While public transportation has been slow to regain users, the share of U.S. workers driving alone to work has also decreased to 68.7 percent in 2022, about 7 percentage points less than the 75.9 percent in 2019, according to the brief.

Trent Griffin-Braaf, CEO of Tech Valley Hospitality Shuttle, an upstate New York company that offers workforce commuter services, has observed this trend. He has an increasing number of people carpooling.

“We have seen commuting change a lot in the past two years with inflation and people going back to work,” Griffin-Braaf said. “The most common change we have noticed is people’s need to save money. Many are trying to either get rid of their vehicles to save money or use services like our shared shuttles and public transportation to eliminate the rising cost of gas, insurance, car notes, etc.” 

How people get to work may be shifting, but the time it takes to commute to work hasn’t changed much for those returning to the office, according to the Census Bureau data. In 2019, the average commute was 27.6 minutes, and in 2022, it was only about a minute less—26.4 minutes. 

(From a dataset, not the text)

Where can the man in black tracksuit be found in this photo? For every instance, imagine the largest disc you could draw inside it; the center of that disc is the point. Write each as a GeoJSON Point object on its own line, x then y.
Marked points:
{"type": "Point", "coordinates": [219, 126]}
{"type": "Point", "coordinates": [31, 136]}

“We try to keep commute times to a minimum with our services because studies show that the longer the commute, the shorter the employment period tends to last,” Griffin-Braaf said.

However, a recent study released by Stanford economists using data from Gusto, a payroll provider, found that the average distance from home to the workplace has increased 2.7 times. According to data collected from 6,000 employers nationwide, the distance between an employee’s home and office jumped from 10 miles in 2019 to 27 miles in 2023. The same report found that high-income earners are traveling the furthest distance to work, up from 18 miles to 42 miles.

Interestingly, not everyone dreads the commute. Reporters found some people who missed their commutes during the pandemic. One woman told The Washington Post she sat in her car in the driveway after each workday to have some personal time and mentally shift from work back to personal mode.

As more companies end full-time remote work, employees are getting back into—or creating—new commuting routines. Just as organization leaders had to rethink commuting benefits in 2021, the shift back to in-person work means it may be time to revisit current commuter benefits to determine if they are aligned with employees’ needs today.